While the gathering was festive, several speakers, many members of the Rainbow Room, Planned Parenthood Keystone’s LGBTQ+ youth program, struck a serious tone.

Leo Burchell, a Central Bucks West student and member of the high school’s Gender Sexuality Alliance, said current school district policies are targeting LGBTQ+ students.

“Right here in Doylestown, home of the Central Bucks School District, administrators and principals are taking down Pride flags in classrooms and removing LGBTQ plus-themed books from library shelves,” Burchell told the crowd.

“We are listening to and standing with LGBTQ plus students as they face these escalating attacks and demand to be seen, heard, believed and protected,” he said.

Burchell was referencing two policies the Central Bucks School Board recently passed. The first is a library policy that gives community members a pathway to have certain books evaluated for removal from district libraries.

Under the policy, “This Book is Gay,” by Juno Dawson, and “Gender Queer,” by Maia Kobabe, have been removed, prompting accusations of book-banning, a narrative that Superintendent Abram Lucabaugh,  has called "a myth."

“It requires books to be free of sexually explicit content and graphic depictions of explicit sexual content,” he said of the policy in a recent letter.

The second has prompted removal of Pride flags from classrooms. The policy prohibits teachers from advocating “political, partisan or social policy issues” in their classrooms. After its passage, school board president Dana Hunter called it “a win for neutrality in the classroom. This policy will allow teachers and students to focus on learning in an environment of mutual respect.”

A young student, Gill, who asked that his last name not be used, read a poem titled “This is Me,” written by his grandfather. It read, in part:

“This is me,

wild and free.

This is me,

a light everlasting,

like a child,

born free and wild,

I got style,

I sing in my own key,

This is me,

This is me,

This is me.”

Nancy Flanagan Kelly attended the early evening program. “I find this to be a happy event, joyful,” said the Warwick resident. “It’s a community of people that accepts everyone.”
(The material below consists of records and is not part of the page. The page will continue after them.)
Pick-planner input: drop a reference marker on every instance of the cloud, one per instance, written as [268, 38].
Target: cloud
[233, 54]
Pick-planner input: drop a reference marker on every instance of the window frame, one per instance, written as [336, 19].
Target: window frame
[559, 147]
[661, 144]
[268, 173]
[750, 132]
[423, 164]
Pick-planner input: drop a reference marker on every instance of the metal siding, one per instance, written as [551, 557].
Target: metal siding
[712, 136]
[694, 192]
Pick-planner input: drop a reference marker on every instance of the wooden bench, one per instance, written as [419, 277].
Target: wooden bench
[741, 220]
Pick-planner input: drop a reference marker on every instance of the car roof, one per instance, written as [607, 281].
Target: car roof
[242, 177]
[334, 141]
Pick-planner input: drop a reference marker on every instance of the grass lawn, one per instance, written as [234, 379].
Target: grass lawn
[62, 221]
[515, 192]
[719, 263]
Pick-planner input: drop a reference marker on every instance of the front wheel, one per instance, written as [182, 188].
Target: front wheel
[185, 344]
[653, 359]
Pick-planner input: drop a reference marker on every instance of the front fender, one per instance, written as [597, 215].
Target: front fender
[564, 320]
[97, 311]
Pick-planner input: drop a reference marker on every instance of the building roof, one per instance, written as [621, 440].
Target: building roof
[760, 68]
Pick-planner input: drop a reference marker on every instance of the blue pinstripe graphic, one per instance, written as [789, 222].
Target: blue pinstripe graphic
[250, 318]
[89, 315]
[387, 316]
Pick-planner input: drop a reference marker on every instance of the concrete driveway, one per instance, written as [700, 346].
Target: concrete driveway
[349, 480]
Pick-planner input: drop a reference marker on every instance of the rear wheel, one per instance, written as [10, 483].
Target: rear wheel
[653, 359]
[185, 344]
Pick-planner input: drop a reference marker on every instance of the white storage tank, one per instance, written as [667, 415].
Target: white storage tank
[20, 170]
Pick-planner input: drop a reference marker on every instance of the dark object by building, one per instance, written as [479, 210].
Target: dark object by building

Following the flag-raising event, dozens of people walked a few blocks to the borough’s Broad Commons Park, where another Pride flag was raised.

Artist Gilbert Baker is credited with creating the first Pride flag in 1978, saying he saw flags as “the most powerful symbol of pride.” In a later interview, he said, “Our job as gay people was to come out, to be visible, to live in the truth, as I say, to get out of the lie. A flag really fit that mission, because that’s a way of proclaiming your visibility or saying, ‘This is who I am!’”

Throughout June, Doylestown will celebrate Pride Month with its fourth annual Pride Festival. Many events, including Pride Music Day on June 17, film screenings at The County Theater on June 18, a Pride Ride community bike ride on June 20 and a downtown block party on June 24 will be part of the community’s activities.